Stand up an AI-specific incident response capability in 90 days

Problem

Generic incident response misses AI-specific failure modes; standing up a parallel program is wasteful and slow.

Outcome

A documented AI-IR capability that reuses your existing alerting, on-call, and runbook tooling, with a 90-day tabletop completed.

This playbook is for security and engineering leaders who need an AI-specific incident-response capability stood up quickly. It assumes you already have a generic incident-response process and an on-call rotation; it adds the AI-specific wiring on top.

Six steps

  1. Inventory your AI surface

    List every AI-mediated workflow currently in production, including shadow AI. For each, record the model, the data classification flowing through it, the human review point, and the on-call owner. If the inventory has fewer than three rows, look harder.

  2. Define AI-specific failure modes

    Beyond outage and latency, document detection signals for hallucination, prompt-injection echoes, refusals masquerading as answers, model drift, and tool-call abuse.

  3. Wire detection into existing alerting

    Reuse your SIEM / observability platform. Do not stand up a parallel stack. Tag AI events distinctly so cross-team queries are possible.

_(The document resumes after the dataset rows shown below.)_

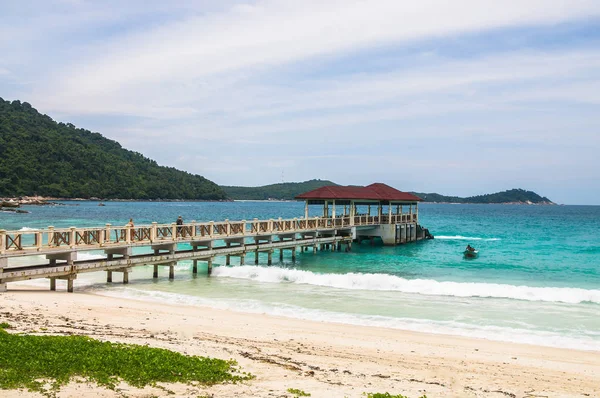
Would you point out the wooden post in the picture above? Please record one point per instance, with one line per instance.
(417, 212)
(2, 241)
(39, 237)
(72, 237)
(193, 229)
(3, 263)
(50, 236)
(107, 233)
(153, 231)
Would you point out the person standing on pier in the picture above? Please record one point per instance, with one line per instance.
(130, 226)
(179, 223)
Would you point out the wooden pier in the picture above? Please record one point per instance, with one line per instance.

  4. Stand up the AI runbook

    Draft a runbook covering: containment (disable the integration, swap to a fallback, drop to human-only), evidence preservation (capture prompts and responses), and notification (legal, comms, the model vendor).

  5. Run a tabletop within 90 days

    Use a real recent prompt-injection or hallucination event from public reporting. Time-box to 90 minutes. Capture the gaps and convert them to backlog items with owners.

  6. Set the recurring review

    AI infrastructure changes faster than IR documentation. Calendar a 90-day re-review. The first version is wrong; the second version is useful.